British percussionist musician

David Joel Danford (born 19 June 1984) is a British percussionist. He is best known for his work as a classical percussion soloist but has also worked with numerous dance music producers including BBC Radio 1 DJ Judge Jules.

==Education==
Dave studied at the Royal Welsh College of Music & Drama, graduating in 2006. During his studies, he became the first and only percussionist to win the college's annual concerto competition, performing Ney Rosauro's first Concerto for Marimba.

== Career ==
In 2005, Danford commissioned a new work for solo percussion and brass band from English composer Derek Bourgeois. The finished piece was named The Tongs and the Bones, a reference to a scene from Shakespeare's A Midsummer Night's Dream, and was performed with the Cory Band at The Sage Gateshead on November 19, 2005.

=== Studio work ===
In April 2007, Danford released his debut solo album, titled Rhythmic Renaissance, on the Alto Publications label. The CD is a collection of accessible music for solo percussion.

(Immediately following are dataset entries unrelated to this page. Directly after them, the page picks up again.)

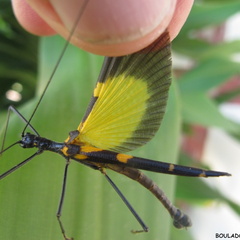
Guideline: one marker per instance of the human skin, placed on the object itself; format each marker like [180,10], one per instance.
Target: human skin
[109,28]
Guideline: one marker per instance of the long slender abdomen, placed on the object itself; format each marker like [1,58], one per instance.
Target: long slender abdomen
[180,220]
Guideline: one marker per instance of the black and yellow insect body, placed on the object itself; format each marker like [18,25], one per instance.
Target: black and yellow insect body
[125,112]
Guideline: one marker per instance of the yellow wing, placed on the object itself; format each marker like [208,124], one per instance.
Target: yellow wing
[129,99]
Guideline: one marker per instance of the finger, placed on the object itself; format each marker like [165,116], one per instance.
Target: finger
[115,29]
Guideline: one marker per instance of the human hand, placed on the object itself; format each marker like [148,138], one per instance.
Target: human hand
[108,28]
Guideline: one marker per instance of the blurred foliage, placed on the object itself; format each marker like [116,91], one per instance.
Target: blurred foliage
[211,67]
[18,57]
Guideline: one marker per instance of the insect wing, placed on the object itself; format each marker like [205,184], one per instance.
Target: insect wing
[129,99]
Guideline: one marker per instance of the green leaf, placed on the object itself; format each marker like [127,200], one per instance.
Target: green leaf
[197,108]
[92,210]
[209,14]
[207,75]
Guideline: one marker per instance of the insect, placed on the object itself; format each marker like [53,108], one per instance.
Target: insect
[125,112]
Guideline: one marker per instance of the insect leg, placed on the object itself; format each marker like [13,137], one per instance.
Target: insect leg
[14,110]
[19,165]
[59,212]
[144,227]
[180,220]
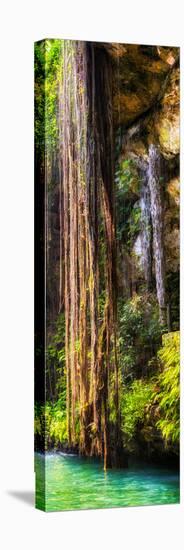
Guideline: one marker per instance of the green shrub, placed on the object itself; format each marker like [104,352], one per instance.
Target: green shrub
[168,396]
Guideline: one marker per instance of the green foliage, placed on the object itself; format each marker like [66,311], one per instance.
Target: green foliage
[126,177]
[127,192]
[134,404]
[139,334]
[48,73]
[50,422]
[168,396]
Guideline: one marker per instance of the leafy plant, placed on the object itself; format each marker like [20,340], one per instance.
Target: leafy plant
[168,396]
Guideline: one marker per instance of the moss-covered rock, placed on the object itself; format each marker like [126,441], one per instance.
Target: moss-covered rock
[167,119]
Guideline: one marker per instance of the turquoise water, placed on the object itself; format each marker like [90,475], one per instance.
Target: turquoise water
[75,483]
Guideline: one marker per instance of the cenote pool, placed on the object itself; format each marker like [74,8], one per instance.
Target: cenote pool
[75,483]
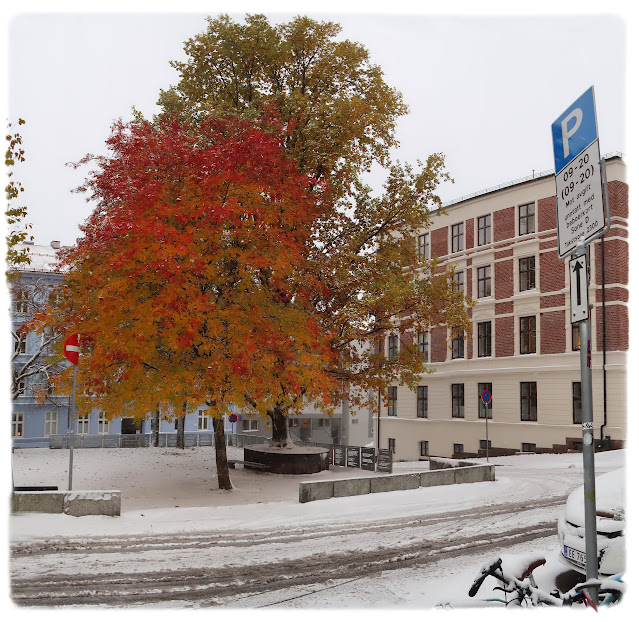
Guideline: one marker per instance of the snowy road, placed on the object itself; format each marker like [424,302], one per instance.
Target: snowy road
[228,569]
[401,549]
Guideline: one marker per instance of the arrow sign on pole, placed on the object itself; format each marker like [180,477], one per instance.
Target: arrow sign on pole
[578,289]
[578,267]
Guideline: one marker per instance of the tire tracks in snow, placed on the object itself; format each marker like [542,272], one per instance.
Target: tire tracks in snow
[419,541]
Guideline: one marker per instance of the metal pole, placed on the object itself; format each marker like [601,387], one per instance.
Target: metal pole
[486,414]
[588,451]
[70,432]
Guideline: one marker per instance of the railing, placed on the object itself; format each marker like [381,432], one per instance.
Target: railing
[191,439]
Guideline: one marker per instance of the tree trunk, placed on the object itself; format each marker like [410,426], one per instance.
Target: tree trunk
[155,428]
[279,424]
[180,432]
[221,462]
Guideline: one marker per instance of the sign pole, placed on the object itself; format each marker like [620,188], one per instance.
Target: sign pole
[486,414]
[72,352]
[588,447]
[71,431]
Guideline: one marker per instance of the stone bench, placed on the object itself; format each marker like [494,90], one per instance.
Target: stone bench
[73,503]
[248,465]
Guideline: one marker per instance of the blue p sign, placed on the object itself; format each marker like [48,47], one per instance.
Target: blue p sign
[574,130]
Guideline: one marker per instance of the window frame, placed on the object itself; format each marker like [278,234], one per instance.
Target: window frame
[525,219]
[104,425]
[202,419]
[528,335]
[50,422]
[85,420]
[457,350]
[485,340]
[17,424]
[457,237]
[458,277]
[393,347]
[527,273]
[530,399]
[457,400]
[423,344]
[484,230]
[484,289]
[392,401]
[423,246]
[422,402]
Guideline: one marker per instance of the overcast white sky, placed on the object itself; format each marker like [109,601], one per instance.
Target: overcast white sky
[483,90]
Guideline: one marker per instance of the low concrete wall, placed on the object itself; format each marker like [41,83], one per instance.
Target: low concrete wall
[80,503]
[351,487]
[439,476]
[400,481]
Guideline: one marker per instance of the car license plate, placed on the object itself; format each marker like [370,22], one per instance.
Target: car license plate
[578,557]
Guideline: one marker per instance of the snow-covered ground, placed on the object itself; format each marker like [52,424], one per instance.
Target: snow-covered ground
[170,491]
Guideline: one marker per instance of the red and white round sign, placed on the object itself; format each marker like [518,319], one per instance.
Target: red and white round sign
[72,348]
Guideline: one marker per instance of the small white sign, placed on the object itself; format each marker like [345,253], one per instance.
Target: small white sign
[578,268]
[581,215]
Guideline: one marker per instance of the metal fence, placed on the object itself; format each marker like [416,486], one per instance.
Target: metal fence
[191,439]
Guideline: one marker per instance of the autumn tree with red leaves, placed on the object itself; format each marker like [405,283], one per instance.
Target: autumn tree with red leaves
[191,283]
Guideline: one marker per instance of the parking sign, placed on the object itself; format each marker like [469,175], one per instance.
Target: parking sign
[581,216]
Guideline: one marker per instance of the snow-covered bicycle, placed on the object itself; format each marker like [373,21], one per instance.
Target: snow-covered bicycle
[522,590]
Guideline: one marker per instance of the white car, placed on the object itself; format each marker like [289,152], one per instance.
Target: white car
[610,492]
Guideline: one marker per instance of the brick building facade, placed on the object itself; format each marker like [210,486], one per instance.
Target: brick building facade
[523,347]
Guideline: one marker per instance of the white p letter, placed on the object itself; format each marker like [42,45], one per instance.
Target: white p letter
[565,133]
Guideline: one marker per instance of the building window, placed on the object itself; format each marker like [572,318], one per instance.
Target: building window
[422,402]
[458,278]
[528,398]
[422,344]
[483,230]
[527,334]
[575,337]
[50,422]
[392,401]
[483,282]
[481,387]
[527,219]
[423,246]
[393,347]
[83,424]
[457,237]
[17,424]
[484,339]
[457,392]
[202,420]
[103,424]
[526,273]
[21,301]
[576,403]
[457,343]
[20,344]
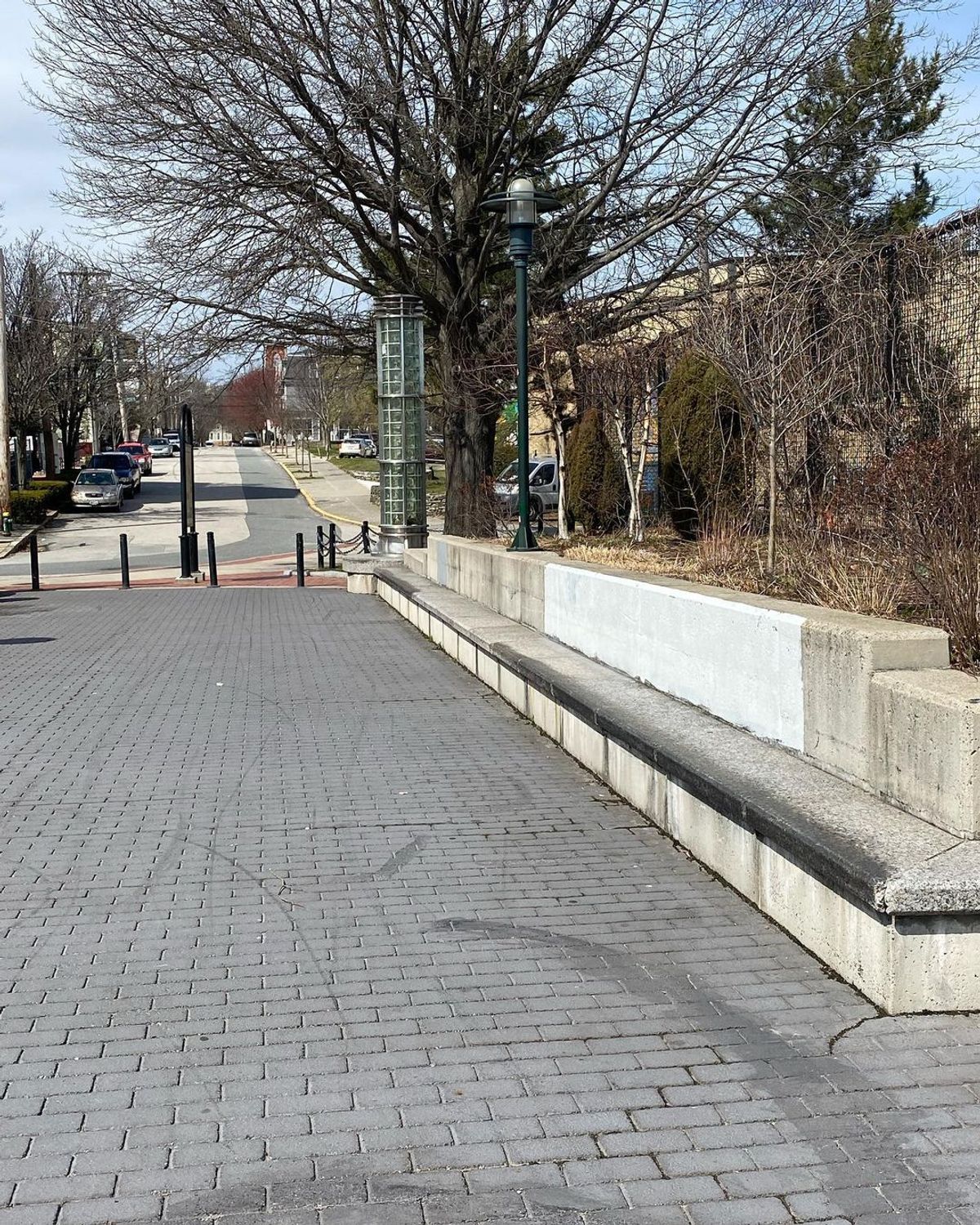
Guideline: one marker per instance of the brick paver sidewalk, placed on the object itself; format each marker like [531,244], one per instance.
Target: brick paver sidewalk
[301,925]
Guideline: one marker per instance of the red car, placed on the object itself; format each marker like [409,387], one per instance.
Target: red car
[140,452]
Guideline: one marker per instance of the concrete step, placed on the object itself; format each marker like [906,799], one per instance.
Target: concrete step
[887,899]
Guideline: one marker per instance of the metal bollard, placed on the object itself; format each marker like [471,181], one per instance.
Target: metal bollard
[301,566]
[212,560]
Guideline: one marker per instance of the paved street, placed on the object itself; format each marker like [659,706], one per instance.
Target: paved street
[308,928]
[243,497]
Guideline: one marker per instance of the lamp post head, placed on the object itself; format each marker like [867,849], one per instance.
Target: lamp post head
[522,205]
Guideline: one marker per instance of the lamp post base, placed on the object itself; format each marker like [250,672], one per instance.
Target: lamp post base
[524,541]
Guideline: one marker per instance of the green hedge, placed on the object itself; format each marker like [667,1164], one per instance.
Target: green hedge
[598,497]
[32,504]
[702,445]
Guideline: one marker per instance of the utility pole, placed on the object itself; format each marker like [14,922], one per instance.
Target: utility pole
[119,390]
[4,406]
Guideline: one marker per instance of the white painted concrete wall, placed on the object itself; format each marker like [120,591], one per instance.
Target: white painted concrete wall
[740,662]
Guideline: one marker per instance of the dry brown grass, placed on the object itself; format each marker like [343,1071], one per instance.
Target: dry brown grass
[813,568]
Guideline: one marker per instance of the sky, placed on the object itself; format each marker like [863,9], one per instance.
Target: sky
[32,157]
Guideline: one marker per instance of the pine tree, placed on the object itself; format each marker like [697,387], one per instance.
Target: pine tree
[855,109]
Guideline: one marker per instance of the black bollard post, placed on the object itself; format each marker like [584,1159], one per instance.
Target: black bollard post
[212,561]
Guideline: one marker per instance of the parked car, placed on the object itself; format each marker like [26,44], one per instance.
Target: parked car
[360,445]
[141,453]
[124,466]
[543,473]
[97,489]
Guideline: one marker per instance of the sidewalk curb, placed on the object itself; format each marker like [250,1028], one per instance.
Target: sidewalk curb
[314,506]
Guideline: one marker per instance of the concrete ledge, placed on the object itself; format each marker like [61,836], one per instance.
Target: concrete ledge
[825,684]
[889,901]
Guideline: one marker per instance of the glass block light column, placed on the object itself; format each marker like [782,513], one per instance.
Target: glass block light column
[401,421]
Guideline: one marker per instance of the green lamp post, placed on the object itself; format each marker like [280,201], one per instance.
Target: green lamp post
[522,206]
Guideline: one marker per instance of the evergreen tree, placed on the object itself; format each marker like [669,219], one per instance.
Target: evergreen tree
[857,108]
[702,443]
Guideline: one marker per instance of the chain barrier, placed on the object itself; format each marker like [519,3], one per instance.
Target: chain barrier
[364,541]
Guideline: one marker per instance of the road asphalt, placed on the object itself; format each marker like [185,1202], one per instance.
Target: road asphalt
[244,497]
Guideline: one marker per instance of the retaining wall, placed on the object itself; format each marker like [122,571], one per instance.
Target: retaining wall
[869,700]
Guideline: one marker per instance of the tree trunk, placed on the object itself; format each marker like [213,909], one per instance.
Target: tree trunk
[771,533]
[49,465]
[470,428]
[634,524]
[560,453]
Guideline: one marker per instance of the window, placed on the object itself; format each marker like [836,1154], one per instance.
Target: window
[544,474]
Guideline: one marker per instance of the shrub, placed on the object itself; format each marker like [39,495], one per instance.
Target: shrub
[32,504]
[593,494]
[926,500]
[702,448]
[59,492]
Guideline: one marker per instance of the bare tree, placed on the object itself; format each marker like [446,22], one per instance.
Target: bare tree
[287,161]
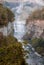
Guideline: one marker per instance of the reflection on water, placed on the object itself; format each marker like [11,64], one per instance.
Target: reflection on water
[20,29]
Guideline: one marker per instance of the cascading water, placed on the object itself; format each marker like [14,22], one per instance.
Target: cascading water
[20,29]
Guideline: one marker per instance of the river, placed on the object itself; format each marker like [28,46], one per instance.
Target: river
[19,31]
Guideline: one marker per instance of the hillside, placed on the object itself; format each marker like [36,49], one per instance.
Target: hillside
[6,15]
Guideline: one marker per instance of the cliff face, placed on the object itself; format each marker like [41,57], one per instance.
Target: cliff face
[36,26]
[6,30]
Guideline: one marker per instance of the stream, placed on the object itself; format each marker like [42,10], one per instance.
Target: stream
[19,31]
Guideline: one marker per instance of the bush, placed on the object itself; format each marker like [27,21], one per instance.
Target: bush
[11,52]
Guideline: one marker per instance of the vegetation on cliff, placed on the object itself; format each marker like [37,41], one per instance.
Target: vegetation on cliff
[11,52]
[38,44]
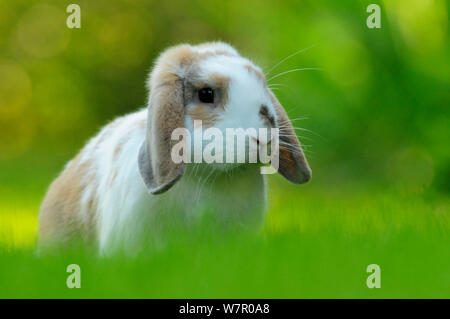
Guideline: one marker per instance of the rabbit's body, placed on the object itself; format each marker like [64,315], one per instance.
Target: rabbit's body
[100,194]
[125,184]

Dave features on a number of releases as a session musician including marimba on the album All I Want (2009) by Canadian vocal group Aliqua, vibraphone on the Taran album Catraeth (2009), percussion on Ludwig (2007) and Salomé (2009) from composer Charlie Barber, two singles and two albums with Judge Jules, two singles and one album with DT8 Project and over thirty CDs with the Cory Band.

=== Dance music ===
In 2006, Danford recorded tracks with international dance music producer Darren Tate for the DT8 Project single Narama and album Perfect World. In the same year he began working with BBC Radio 1 DJ Judge Jules and had regularly done so since, featuring on the singles Electronic Snare and Judgement Theme (both 2008) and two albums; Proven Worldwide (2006) and Bring the Noise (2009).

Since 2008, Danford has been a member of Welsh dance music collective Taran, performing festival dates throughout the UK and Europe including the Festival Interceltique de Lorient, one of the world's biggest Celtic music events. The band released their first album Catreath in March 2009, their second album Hotel Rex in March 2011, and new music in May 2018.